During these two years of Joseph’s languishing Elohim continued to work.  Despite appearances from Joseph’s perspective things were moving into place.  Scripture isn’t clear on what, but perhaps Egypt’s politics weren’t yet ready for Pharaoh to dictate a massive nationwide food storage plan, or perhaps Jacob’s sons were still being circumcised of their pride and anger toward Joseph.  But we know that it wasn’t yet time for his release.

Finally, “it happened.”  Two years after his hopes for freedom began Joseph is released from prison, and quickly is made second in command of all Egypt, he marries and has children.  In the fairy tale version this would be where the story ends with a happily ever after.  But there is a clue given to Joseph’s state of mind in the naming of his sons.

To Joseph were born two sons before the year of famine came, whom Asenath, the daughter of Potiphera priest of On, bore to him. Joseph called the name of the firstborn Manasseh, “For,” he said, “Elohim has made me forget all my toil, and all my father’s house.” The name of the second, he called Ephraim: “For Elohim has made me fruitful in the land of my affliction.”

Genesis 41:50-52 WEB

On the surface it seems that Joseph has moved on from his tumultuous past, yet in the very naming of Manasseh how can he not be reminded of his toil and his father’s house.  Perhaps “forget” doesn’t mean remember in this case, but rescue.  He is no longer experiencing the toil of his past, but he still remembers.  In fact, it was so important to him to remember his family, that he names his firstborn for that very purpose.

Here, at the end of chapter 41, Joseph is left in the same state as the beginning…waiting, because the time had not yet come for the next part of his life.

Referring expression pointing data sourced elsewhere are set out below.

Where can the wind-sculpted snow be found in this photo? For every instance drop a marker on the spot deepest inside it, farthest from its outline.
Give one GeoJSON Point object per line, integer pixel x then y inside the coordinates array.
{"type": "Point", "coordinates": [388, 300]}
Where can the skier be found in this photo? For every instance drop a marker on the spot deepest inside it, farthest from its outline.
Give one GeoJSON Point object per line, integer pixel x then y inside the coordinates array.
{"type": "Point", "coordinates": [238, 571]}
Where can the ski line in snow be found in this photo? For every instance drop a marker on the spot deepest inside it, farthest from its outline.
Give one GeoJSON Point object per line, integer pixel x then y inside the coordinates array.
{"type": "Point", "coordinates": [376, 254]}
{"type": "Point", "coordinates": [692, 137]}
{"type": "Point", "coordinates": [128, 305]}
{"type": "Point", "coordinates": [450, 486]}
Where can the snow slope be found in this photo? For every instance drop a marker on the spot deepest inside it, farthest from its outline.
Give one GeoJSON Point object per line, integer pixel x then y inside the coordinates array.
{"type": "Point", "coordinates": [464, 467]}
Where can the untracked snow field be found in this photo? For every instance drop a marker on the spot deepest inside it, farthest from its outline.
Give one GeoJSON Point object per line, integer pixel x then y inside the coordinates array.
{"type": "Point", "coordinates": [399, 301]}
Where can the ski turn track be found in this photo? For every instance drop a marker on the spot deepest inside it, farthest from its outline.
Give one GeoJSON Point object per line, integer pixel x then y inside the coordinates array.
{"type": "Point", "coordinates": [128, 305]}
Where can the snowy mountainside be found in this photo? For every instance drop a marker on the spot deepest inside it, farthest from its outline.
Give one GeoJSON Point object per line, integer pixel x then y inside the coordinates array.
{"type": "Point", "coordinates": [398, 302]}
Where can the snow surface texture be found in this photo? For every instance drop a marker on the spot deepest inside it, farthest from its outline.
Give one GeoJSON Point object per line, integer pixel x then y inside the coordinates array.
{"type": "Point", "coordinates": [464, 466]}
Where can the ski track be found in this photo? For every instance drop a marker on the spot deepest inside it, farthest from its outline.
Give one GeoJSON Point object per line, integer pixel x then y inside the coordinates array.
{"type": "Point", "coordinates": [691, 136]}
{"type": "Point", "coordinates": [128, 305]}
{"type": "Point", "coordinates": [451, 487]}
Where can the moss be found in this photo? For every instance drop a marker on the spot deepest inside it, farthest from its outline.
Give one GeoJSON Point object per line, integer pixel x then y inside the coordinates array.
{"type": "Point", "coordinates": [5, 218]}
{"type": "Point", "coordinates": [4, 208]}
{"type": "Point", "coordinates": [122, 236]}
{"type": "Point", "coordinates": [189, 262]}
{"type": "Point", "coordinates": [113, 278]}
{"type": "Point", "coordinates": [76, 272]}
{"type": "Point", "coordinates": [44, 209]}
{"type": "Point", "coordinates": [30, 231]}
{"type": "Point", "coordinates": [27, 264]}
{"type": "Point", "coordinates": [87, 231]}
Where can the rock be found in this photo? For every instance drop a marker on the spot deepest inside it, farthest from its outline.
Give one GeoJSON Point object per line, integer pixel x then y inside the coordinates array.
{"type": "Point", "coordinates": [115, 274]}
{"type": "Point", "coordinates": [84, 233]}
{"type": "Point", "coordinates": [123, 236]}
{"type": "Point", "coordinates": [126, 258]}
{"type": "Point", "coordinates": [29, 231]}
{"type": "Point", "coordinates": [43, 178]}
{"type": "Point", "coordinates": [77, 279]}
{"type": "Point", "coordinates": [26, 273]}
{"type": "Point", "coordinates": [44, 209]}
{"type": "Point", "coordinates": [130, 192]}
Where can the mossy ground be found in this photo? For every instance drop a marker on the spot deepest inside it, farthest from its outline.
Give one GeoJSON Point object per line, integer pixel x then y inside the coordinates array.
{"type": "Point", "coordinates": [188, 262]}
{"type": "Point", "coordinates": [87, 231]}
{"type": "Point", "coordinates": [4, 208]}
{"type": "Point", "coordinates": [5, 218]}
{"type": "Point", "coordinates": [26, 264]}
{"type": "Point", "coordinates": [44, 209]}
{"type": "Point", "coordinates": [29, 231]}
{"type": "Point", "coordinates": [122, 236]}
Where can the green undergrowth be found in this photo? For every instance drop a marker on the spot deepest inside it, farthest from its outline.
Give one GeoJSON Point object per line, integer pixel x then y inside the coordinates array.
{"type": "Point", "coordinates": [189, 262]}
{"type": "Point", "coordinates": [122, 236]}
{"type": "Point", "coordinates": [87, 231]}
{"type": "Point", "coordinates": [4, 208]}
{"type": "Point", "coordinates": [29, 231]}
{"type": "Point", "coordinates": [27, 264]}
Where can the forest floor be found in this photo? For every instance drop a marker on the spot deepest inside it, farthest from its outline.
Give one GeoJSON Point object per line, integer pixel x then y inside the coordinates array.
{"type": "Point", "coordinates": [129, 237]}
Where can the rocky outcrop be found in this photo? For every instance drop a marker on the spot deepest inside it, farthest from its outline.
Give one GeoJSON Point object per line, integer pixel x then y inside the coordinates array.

Waiting is agony when you are separated from those that you love.  The desire for reconciliation is so great at times that it feels like your heart will burst.  It’s a wound that as long as the separation exists will never truly heal. 

That’s what Joseph waited for.  What are waiting for Elohim to do?  We have all waited (or are waiting) for some movement of the Father in our lives.  The very core of our faith as believers in the Messiah centers on the Master’s promise that He will return.  And so we wait.  Anticipating His hand in our lives, but never quite sure how He will work.  What job will He provide, when will that expectant child come, how will these loans be paid off, when will my loved one turn their lives over to Yeshua?  We don’t know, and so we wait.

This is far from the most comfortable position for a believer to be in.  At times it feels exactly like Joseph sitting in a jail cell for those two years.  But, it is also the best position to be in.  Our hands tied, unable to interfere with the work that Elohim is doing on our behalf.

My times are in your hand.

Psalm 31:15 WEB

But as for me, I will look to Yahweh. I will wait for the Elohim of my salvation. My Elohim will hear me. Don’t rejoice against me, my enemy. When I fall, I will arise. When I sit in darkness, Yahweh will be a light to me.

Micah 7:7-8 WEB

At these times, may we be reminded that while we don’t know how things will turn out, we have an advocate working on our behalf and for our good (Rom. 8:28).  There are times when we are called to action to accomplish His purposes.  But when we are asked to wait, let us remember Joseph in prison or the Israelites as they heard the words of Moses at the edge of the Red Sea.

Yahweh will fight for you, and you shall be still.”